Imaging and clinical scores

Cortical thickness and symptomatology

Significant correlation (corrected for age and total IQ) was found in the right pars triangularis (part of the lateralized fronto-parietal components of the DMN) (73), where reduced cortical thickness was associated with more impaired scores in the social domain of the Autism Diagnostic Interview-Revised (ADI-R) (r = −0.63; p < 0.001) (Figure 5). A significant negative correlation (r = −0.52; p = 0.02) was also found between cortical thickness in the left precentral and superior frontal regions (areas of the executive control and sensorimotor component of the DMN) (73) with communication scores on the ADI-R (Figure 6). Reduced cortical thickness in these areas was associated with more severe scores on the ADI-R communication domain. Thicker cortices in the right temporal pole (r = 0.56; p = 0.01) and posterior cingulate (r = 0.50; p = 0.03) were associated with greater communication impairment as measured by the ADI-R communication domain (Figure 6). We found no correlations between the scores on the restrictive and repetitive behaviors (RRIB) domain of ADI-R and structural images.

Figure 5

Figure 6

Functional connectivity and symptomatology

There was a trend for significant association (that did not survive Bonferroni correction) between stronger connectivity indexes from PCC to the right temporal pole (p = 0.09) and left anterior hippocampus (p = 0.10) with worse symptom severity in the social domain on the ADI-R, controlling for age and total IQ. We found no correlations between the scores on the RRIB domain of ADI-R and FC.

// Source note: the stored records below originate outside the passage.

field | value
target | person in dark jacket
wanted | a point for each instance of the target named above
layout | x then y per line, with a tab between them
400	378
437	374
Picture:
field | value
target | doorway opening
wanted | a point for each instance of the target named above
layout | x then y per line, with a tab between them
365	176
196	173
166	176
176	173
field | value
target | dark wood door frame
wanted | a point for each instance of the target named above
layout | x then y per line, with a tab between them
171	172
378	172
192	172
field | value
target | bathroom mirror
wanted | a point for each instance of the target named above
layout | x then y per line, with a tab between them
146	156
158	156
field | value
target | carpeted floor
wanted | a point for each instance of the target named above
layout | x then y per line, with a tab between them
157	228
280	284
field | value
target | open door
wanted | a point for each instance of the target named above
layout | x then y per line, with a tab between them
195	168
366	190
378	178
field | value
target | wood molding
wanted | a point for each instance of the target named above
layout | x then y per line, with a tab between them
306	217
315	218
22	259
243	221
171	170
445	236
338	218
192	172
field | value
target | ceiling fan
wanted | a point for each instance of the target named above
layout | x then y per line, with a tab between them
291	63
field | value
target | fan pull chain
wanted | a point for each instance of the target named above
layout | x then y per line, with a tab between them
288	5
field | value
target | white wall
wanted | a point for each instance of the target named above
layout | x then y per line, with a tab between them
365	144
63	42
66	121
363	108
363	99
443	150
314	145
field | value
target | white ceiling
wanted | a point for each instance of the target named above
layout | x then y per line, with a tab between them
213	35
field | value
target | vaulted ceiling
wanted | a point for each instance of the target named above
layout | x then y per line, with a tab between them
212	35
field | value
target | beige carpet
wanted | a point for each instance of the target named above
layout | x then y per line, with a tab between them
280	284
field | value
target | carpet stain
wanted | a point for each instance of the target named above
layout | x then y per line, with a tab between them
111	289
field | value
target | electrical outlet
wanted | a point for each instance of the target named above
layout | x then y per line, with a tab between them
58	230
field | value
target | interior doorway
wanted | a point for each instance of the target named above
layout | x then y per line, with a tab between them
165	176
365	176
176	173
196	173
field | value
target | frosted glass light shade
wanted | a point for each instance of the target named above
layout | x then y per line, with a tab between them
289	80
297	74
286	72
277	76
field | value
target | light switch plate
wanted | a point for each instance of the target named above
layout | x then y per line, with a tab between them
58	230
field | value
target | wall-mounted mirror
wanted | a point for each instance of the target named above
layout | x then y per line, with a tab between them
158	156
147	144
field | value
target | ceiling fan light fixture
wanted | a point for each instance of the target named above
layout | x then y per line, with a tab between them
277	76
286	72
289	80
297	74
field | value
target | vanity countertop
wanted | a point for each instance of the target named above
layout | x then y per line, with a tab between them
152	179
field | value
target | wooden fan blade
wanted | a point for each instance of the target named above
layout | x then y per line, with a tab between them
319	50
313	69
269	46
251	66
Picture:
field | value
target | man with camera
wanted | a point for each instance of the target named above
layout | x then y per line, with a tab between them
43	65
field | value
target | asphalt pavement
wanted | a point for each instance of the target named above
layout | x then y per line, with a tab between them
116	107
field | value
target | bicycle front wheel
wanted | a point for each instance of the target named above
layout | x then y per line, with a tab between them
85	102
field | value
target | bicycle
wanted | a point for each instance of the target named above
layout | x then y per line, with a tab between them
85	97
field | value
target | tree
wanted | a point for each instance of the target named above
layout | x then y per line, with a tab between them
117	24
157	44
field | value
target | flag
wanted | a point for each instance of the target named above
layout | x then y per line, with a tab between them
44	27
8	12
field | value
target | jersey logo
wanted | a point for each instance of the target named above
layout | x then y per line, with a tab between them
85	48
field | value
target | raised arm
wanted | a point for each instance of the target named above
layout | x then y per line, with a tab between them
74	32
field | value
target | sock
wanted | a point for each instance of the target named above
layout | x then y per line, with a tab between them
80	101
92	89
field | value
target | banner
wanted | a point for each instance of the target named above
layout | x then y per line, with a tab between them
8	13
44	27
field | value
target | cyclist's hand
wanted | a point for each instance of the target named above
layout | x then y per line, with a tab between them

Overlap of abnormalities across modalities

The percentage of coincident maximum voxels abnormalities between resting-state FC and abnormal gray matter on VBM was <3%. However, we found a close localization of the FC abnormalities and GM reduction on VBM and changes in cortical thickness in FreeSurfer ROI analysis (Figure 7) and vertex-wise analysis (Figure 8) in cingulate gyri of both hemispheres, left parahippocampal gyrus, postcentral gyrus, amygdala, and claustrum; right middle and superior frontal gyri, temporal pole, and cerebellum (Table 8).

Figure 7

Figure 8

Note that the lack of correspondence between the maps presented in Figures 2, 3 and the results in Figures 7, 8, is because in Figures 2, 3 the maps show the most statistically significant clusters of abnormalities while in Figures 7, 8 the areas indicated do not correspond to the maximum voxel statistical location, but rather the sub-anatomical regions with significant differences (therefore, much larger than in Figures 2, 3).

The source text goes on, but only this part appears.